Kibera residents reach Canaan

September 16, 2009 12:00 am

, NAIROBI, Kenya, Sept 16 –  At least 1,200 families residing in Soweto East village of the sprawling Kibera slums were on Wednesday relocated to the new 600 housing units in the ongoing slum upgrading programme.

Prime Minister Raila Odinga who presided over the transfer said the relocation was to give way for the construction of modern houses in Soweto East village and the government was now sourcing for extra funds.

“The new houses will have a market, schools, health facilities and other basic amenities,” the Premier said.

“There is no need of building a modern house while poverty remains high.
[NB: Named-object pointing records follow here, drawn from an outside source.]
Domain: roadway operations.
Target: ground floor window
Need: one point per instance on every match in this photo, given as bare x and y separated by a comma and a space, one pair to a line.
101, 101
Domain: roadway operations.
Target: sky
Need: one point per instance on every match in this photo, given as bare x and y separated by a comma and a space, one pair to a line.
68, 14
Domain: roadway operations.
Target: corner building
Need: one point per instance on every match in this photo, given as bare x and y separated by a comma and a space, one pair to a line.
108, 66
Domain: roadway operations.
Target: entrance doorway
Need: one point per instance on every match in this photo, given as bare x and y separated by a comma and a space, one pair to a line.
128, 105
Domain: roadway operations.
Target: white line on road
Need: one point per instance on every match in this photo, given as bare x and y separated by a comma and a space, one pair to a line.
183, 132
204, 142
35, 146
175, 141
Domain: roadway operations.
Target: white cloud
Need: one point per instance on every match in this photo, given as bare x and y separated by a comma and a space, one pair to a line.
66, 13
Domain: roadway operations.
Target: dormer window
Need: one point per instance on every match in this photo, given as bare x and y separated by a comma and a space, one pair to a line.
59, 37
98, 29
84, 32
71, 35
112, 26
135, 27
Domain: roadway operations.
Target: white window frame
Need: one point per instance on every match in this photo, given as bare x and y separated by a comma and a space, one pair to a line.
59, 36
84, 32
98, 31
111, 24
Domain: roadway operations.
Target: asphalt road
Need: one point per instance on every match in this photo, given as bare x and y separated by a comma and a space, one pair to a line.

We have to fight three enemies, poverty, illiteracy and disease,” he added.

The Prime Minister warned those who had corruptly acquired land in the area that public land had to remain as such and said the government would not be cowed through illegally acquired title deeds.

“It is unfortunate that some land grabbers are quick to seek refuge in the sanctity of title deeds; but sanctity of titles does not apply to stolen land,” he stated.

Kibera is East and Central Africa’s largest slum with an estimated 750,000 people living in the slum.

The Premier who is also the area Member of Parliament said the completion of this first phase of the permanent houses in Soweto East was the beginning of a larger project designed to upgrade the living environment of the residents by improving access to basic services such as shelter, water and sanitation, education, health, security, employment and income generation opportunities.

He noted that slums were officially referred to as informal settlements which meant that in government records the settlements don’t exist thus the government provided nothing, not schools, toilets or even hospitals.

“In this context coming up with low income housing to replace slums has to include budgets for amenities that the government has refrained from,” he said.

Housing Minister Soita Shitanda said phase two of the project would see 2,000 houses constructed.

“Access to funds is usually the problem but we will use what we have. I think if we have money we can finish upgrading Kibera slum in less than five years,” the Minister said.

In some cases, different families may have to share the same roof as each is getting a room equivalent to what they had previously because the houses are to be used as transitional ones. The move was received with mixed reactions by the area residents.

“Sharing is a problem because there are some people who are dirty and others who are clean, I see like women will fight in there. They (government) should look at that to ensure everyone has their own house,” said Beatrice Omondi one of the beneficiaries.

“We are happy with the programme because it will enable us start a new and better life,” said Caleb Enduire another resident while Ann Mutuiri said: “I am not part of this programme but next time I will be there. It will at least help us change the environment.”

The Prime Minister said the relocation was part of a wider Kenya slum Upgrading Programme that would also target Mavoko, Mombasa and Kisumu.

Those who were moved would pay a monthly fee of Sh1, 000 which would include Sh500 for rent, Sh300 for electricity and Sh200 for water.